Gail Albert Halaban, Paris Views.
À l’inverse, le photographe américain Arne Svenson (né en 1952) ne s’intéresse quant à lui pas aux habitants des lieux lorsqu’il photographie les fenêtres de ses voisins new-yorkais pour sa série « The Neighbors », mais aux jeux de formes, de couleurs et de lumière. Et comme ceux qu’il a pris en photo l’ont été à leur insu, les photographies obtenues ne montrent aucun visage ; ou en tout cas, si on en distingue, ces visages ne sont pas identifiables. La question de la frontière entre art et voyeurisme peut se poser, dans la mesure où il s’agit de photographies de l’intimité des gens, représentant leur espace privé et obtenues sans le consentement des personnes concernées.
Il indique à propos de son projet :
The grid structure of the windows frame the quotidian activities of the neighbors, forming images which are puzzling, endearing, theatrical and often seem to mimic art history, from Delacroix to Vermeer.
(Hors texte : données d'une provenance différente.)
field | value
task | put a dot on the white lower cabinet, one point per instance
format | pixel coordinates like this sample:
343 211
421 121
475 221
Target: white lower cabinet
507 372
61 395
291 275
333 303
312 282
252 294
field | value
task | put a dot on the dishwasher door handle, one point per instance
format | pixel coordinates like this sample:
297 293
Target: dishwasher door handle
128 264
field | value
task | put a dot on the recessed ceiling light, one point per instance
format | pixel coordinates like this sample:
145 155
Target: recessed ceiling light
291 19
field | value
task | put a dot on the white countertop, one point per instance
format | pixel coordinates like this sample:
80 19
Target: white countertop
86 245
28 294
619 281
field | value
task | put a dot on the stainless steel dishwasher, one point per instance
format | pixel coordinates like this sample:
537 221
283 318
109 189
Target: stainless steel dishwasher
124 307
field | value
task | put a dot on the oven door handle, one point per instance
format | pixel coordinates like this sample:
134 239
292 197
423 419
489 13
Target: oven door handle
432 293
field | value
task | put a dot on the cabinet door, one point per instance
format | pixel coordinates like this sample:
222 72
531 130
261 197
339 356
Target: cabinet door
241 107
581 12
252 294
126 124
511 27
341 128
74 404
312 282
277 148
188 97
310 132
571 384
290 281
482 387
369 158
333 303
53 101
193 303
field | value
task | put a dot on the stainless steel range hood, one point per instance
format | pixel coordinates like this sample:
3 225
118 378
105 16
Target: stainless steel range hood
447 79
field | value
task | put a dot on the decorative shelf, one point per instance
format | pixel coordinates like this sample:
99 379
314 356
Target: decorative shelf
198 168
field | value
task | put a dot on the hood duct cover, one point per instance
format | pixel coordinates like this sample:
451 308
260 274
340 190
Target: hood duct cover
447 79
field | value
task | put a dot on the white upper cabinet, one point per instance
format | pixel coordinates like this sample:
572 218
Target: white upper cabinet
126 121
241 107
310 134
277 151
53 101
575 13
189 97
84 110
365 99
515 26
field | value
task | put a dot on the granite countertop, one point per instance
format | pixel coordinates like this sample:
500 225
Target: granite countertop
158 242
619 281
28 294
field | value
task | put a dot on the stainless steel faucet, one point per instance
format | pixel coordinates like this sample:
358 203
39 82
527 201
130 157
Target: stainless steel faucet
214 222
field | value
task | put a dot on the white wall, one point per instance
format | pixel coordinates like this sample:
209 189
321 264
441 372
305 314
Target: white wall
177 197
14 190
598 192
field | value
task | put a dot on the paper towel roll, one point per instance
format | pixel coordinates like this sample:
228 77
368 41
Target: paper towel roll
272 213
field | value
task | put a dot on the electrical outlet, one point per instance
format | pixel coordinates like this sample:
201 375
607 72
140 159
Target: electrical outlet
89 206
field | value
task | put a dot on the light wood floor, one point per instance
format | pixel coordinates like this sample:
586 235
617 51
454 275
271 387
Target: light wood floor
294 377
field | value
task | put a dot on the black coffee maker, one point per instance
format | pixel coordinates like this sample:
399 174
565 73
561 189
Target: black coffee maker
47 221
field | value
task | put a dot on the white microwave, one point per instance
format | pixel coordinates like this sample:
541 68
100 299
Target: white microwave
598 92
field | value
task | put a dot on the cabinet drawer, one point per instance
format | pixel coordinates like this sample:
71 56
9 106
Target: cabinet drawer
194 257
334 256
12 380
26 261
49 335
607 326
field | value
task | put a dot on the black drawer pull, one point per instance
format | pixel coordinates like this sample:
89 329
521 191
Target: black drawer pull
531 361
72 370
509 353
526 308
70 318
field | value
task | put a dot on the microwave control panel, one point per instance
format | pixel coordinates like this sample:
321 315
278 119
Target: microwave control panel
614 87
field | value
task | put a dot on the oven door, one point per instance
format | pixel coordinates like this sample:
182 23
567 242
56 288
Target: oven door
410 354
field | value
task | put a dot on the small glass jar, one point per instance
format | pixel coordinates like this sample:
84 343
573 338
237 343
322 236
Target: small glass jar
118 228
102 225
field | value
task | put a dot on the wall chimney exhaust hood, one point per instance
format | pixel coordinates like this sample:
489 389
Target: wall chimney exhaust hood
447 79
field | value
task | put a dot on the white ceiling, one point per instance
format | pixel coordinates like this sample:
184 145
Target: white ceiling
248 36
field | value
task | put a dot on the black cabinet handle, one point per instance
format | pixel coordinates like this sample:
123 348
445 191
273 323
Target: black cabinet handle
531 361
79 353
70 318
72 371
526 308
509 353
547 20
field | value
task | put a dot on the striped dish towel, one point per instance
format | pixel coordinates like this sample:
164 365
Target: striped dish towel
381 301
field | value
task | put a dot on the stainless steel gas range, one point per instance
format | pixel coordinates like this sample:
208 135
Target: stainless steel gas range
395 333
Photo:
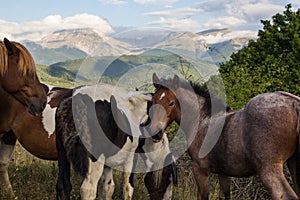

Floriane de Lassée (née en 1977), photographe française, semble pour sa part illustrer, avec sa série de photographies « Inside Views », le caractère étouffant et oppressant des grandes villes, contrebalancé par la profusion de lumière qui semble outrepasser les limites des clichés. Elle ne se focalise pas forcément sur les habitants ; cependant, lorsque certains sont présents sur ses photographies, derrière des carreaux qui constituent un filtre entre leur espace privé, intime, et la marée urbaine qui s’étend démesurément au-delà de leurs fenêtres, ces personnages semblent être les seules manifestations d’une forme de vie, créant un contraste entre leur mobilité brièvement figée par la photographie et l’immobilité immuable de l’architecture qui les entoure. Dans chacune des photographies, le gigantisme et le caractère oppressant de la ville semblent en opposition avec les quelques humains qui la peuplent, l’un et l’autre se mettant ainsi mutuellement en valeur. Une certaine solitude émane de ces personnages, perdus au sein d’une ville qui s’étend tout autour d’eux, semblant mettre en lumière l’idée selon laquelle ils ne sont que les parties d’un tout qui les dépasse.
Floriane de Lassée, « Inside Views », 2004-2011.
Source
Toutes ces photographies urbaines semblent représenter une sorte de paradoxe inhérent à l’urbain : les villes, les « agglomérations », rassemblent les gens afin de les faire vivre et interagir ensemble ; cependant la solitude demeure. Peut-être est-ce le moteur de notre curiosité vis-à-vis des fenêtres éclairées la nuit, qui nous donnent l’occasion d’apercevoir l’intimité d’autres personnes : nos regards créent du lien. Ou peut-être cette curiosité a-t-elle pour fin de nous rassurer sur la banalité de notre existence : ce qui se passe derrière les fenêtres des autres n’est pas plus palpitant que ce qui se passe derrière les nôtres.